Leoheo

Scientific classification
- Kingdom: Plantae
- Clade: Tracheophytes
- Clade: Angiosperms
- Clade: Magnoliids
- Order: Magnoliales
- Family: Annonaceae
- Subfamily: Malmeoideae
- Tribe: Monocarpieae
- Genus: Leoheo Chaowasku (2018)
- Species: L. domatiophorus
- Binomial name: Leoheo domatiophorus Chaowasku, D.T.Ngo & Hung T.Le (2018)

= Leoheo =

- Genus: Leoheo
- Species: domatiophorus
- Authority: Chaowasku, D.T.Ngo & Hung T.Le (2018)
- Parent authority: Chaowasku (2018)

Genus of flowering plants

Leoheo domatiophorus is a species of flowering plant in the family Annonaceae. It is the sole species in genus Leoheo. It is a medium-sized to large evergreen tree endemic to Vietnam. It grows 15 to 25 meters tall, and occasionally to 30 meters. It flowers in March and fruits in July. The genus name is derived from "Lèo Heo" the local Vietnamese name of the plant.

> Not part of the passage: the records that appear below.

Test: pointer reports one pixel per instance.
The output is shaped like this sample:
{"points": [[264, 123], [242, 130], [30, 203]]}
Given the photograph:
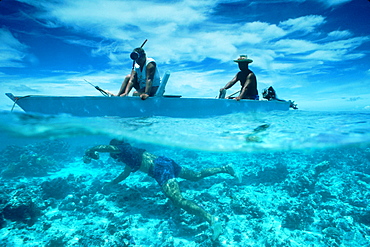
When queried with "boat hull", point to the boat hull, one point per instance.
{"points": [[97, 106]]}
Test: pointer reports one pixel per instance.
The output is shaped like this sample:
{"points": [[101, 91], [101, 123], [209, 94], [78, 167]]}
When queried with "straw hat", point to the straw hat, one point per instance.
{"points": [[243, 58]]}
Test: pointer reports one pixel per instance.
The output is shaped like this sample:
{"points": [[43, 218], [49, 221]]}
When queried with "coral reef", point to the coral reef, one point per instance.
{"points": [[318, 198]]}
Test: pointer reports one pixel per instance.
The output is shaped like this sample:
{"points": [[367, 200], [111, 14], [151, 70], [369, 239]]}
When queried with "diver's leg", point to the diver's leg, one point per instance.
{"points": [[195, 176], [122, 90], [172, 190]]}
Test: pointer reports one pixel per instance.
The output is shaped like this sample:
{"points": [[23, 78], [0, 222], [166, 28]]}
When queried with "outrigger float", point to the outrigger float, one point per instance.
{"points": [[132, 106]]}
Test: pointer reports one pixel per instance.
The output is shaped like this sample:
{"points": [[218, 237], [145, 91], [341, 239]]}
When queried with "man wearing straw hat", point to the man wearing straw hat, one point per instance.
{"points": [[247, 78]]}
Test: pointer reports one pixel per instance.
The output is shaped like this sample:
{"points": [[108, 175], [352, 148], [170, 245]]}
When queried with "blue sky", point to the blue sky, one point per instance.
{"points": [[315, 52]]}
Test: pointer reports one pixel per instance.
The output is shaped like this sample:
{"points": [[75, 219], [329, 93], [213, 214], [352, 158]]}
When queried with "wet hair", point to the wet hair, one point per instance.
{"points": [[139, 50]]}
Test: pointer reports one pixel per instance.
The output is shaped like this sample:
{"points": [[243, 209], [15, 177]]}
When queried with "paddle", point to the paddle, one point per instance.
{"points": [[222, 94], [99, 89]]}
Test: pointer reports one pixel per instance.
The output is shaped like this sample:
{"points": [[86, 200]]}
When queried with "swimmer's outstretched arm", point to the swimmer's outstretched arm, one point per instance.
{"points": [[92, 153], [122, 176], [102, 149]]}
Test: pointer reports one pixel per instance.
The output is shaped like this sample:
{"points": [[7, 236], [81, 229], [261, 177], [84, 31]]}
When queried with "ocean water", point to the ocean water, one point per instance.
{"points": [[305, 180]]}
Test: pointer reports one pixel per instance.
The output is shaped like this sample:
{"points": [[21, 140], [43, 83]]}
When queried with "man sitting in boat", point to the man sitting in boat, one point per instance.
{"points": [[144, 77], [164, 171], [247, 79]]}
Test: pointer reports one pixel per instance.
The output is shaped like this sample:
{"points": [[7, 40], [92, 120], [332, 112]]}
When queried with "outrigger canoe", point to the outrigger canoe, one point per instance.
{"points": [[131, 106]]}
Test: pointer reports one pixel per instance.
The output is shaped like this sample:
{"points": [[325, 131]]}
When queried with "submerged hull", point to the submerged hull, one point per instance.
{"points": [[96, 106]]}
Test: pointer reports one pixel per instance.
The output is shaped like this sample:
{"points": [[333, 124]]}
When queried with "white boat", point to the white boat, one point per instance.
{"points": [[131, 106]]}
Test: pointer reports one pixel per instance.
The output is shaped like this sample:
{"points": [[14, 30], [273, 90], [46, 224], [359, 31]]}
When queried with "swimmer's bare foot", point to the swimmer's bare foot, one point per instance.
{"points": [[230, 168], [216, 228]]}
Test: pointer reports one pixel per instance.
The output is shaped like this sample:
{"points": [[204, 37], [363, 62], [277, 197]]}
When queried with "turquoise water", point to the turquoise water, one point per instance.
{"points": [[306, 181]]}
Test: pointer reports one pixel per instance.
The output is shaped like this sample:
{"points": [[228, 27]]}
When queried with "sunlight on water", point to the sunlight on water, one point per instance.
{"points": [[252, 132]]}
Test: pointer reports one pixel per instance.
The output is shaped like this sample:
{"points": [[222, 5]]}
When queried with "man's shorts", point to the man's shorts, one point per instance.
{"points": [[164, 169]]}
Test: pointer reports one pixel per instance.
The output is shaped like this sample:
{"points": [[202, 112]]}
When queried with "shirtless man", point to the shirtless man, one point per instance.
{"points": [[247, 79], [164, 171], [144, 77]]}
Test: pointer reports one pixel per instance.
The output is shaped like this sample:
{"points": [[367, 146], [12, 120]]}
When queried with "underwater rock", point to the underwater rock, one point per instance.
{"points": [[57, 188], [21, 210]]}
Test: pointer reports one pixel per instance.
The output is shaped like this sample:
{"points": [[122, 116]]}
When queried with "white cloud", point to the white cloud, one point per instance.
{"points": [[339, 34], [330, 3], [12, 52], [305, 24]]}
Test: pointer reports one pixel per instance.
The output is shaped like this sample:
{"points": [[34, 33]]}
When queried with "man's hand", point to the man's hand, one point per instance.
{"points": [[144, 96], [92, 154], [86, 159]]}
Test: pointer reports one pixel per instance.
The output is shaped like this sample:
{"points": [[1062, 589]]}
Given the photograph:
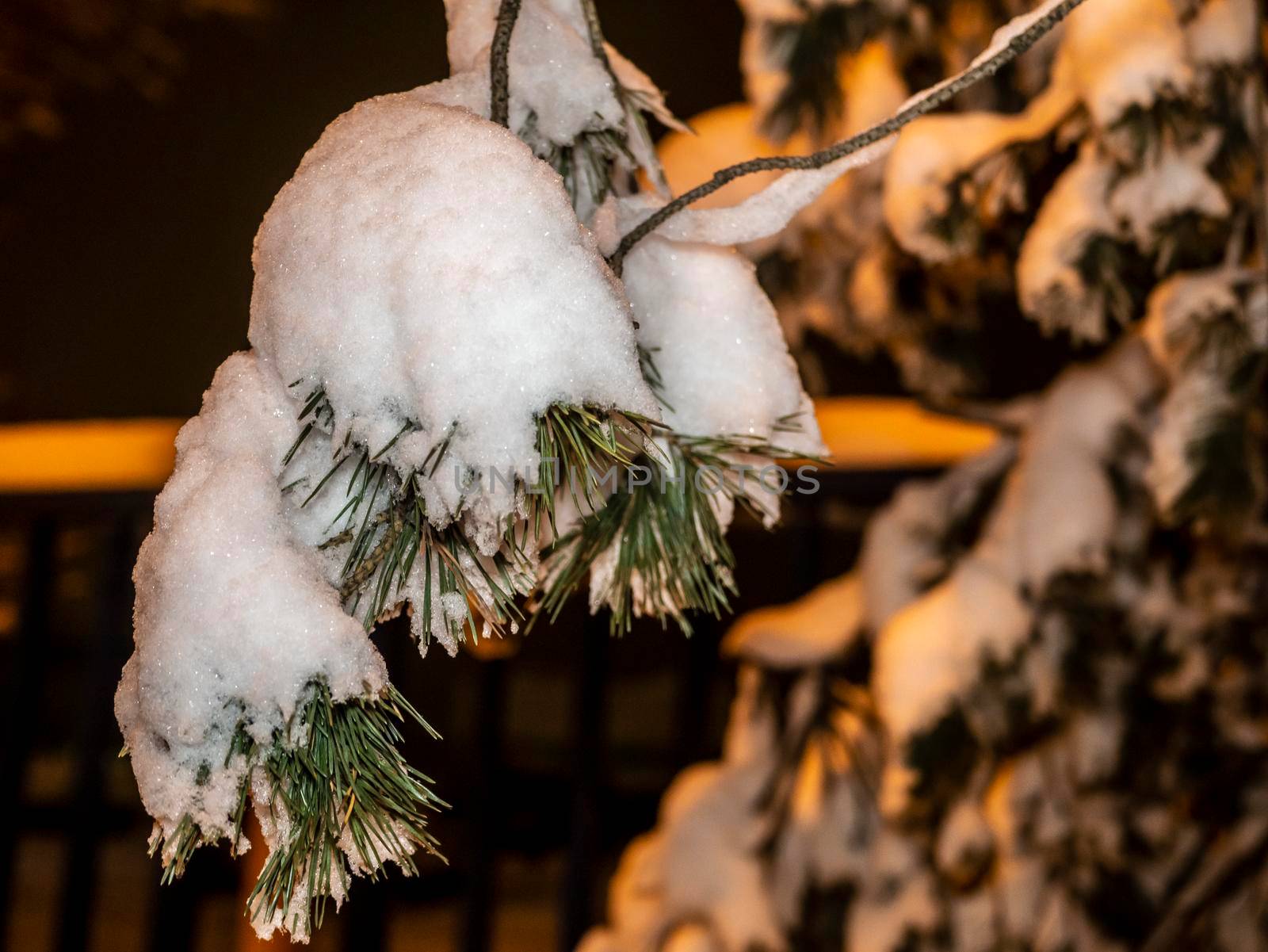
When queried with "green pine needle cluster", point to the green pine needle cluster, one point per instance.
{"points": [[671, 553], [335, 770]]}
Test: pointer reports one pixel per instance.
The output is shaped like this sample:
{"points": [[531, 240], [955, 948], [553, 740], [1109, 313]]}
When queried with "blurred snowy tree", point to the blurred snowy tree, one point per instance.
{"points": [[1035, 717]]}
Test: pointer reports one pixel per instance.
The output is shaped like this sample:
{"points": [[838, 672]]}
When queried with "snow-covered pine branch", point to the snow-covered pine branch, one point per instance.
{"points": [[1033, 717], [444, 370]]}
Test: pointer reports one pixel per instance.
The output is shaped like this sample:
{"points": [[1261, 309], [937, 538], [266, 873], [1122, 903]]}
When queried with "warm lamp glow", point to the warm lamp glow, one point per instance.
{"points": [[86, 455], [113, 455]]}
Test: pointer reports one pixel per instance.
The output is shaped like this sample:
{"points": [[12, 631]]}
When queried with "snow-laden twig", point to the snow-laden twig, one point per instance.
{"points": [[498, 65], [995, 59]]}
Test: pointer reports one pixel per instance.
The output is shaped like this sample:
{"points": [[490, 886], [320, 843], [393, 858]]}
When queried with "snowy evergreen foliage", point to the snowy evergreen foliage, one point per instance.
{"points": [[449, 410], [1033, 717]]}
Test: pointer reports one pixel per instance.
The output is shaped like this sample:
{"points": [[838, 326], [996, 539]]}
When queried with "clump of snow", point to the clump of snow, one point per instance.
{"points": [[906, 547], [935, 156], [1073, 216], [558, 88], [773, 207], [1125, 53], [428, 272], [1058, 514], [1223, 32], [1171, 183], [235, 615], [716, 344], [897, 903]]}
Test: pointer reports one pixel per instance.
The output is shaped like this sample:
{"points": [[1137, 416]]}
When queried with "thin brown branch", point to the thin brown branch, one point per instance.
{"points": [[498, 63], [940, 95]]}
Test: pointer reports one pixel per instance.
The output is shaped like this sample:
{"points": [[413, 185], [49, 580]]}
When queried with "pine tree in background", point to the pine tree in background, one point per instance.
{"points": [[841, 281], [1033, 715]]}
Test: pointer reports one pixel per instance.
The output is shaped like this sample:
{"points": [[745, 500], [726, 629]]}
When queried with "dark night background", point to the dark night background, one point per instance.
{"points": [[126, 262]]}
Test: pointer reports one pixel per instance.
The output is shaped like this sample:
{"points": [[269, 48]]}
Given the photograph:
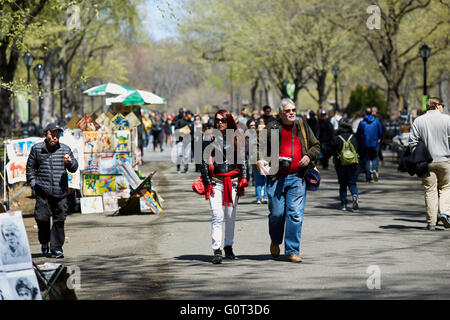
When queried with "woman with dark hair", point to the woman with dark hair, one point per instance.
{"points": [[224, 184], [347, 172]]}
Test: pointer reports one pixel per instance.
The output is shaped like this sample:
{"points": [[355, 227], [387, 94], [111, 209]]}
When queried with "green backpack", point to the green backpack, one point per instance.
{"points": [[348, 154]]}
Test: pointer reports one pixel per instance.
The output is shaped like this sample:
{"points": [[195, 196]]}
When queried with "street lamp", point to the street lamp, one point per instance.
{"points": [[335, 71], [28, 59], [260, 99], [425, 53], [61, 76], [82, 87], [39, 72]]}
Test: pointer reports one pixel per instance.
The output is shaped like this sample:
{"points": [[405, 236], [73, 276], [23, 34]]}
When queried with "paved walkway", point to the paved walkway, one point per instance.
{"points": [[168, 256]]}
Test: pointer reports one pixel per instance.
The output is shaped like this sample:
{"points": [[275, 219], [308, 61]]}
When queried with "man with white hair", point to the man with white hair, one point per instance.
{"points": [[287, 188]]}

The genus and species were first described in 2018. A phylogenetic analysis placed the plant in the tribe Monocarpieae, as a sister to genus Monocarpia. The genus is distinguished from Monocarpia by the absence of intramarginal leaf veins and axillary inflorescences.

It is native to lowland evergreen rainforest in Nam Đông in A Luoi districts of Huế, and in adjacent Quang Tri and Quang Nam provinces, where it typically grows at the edges of primary and secondary forests.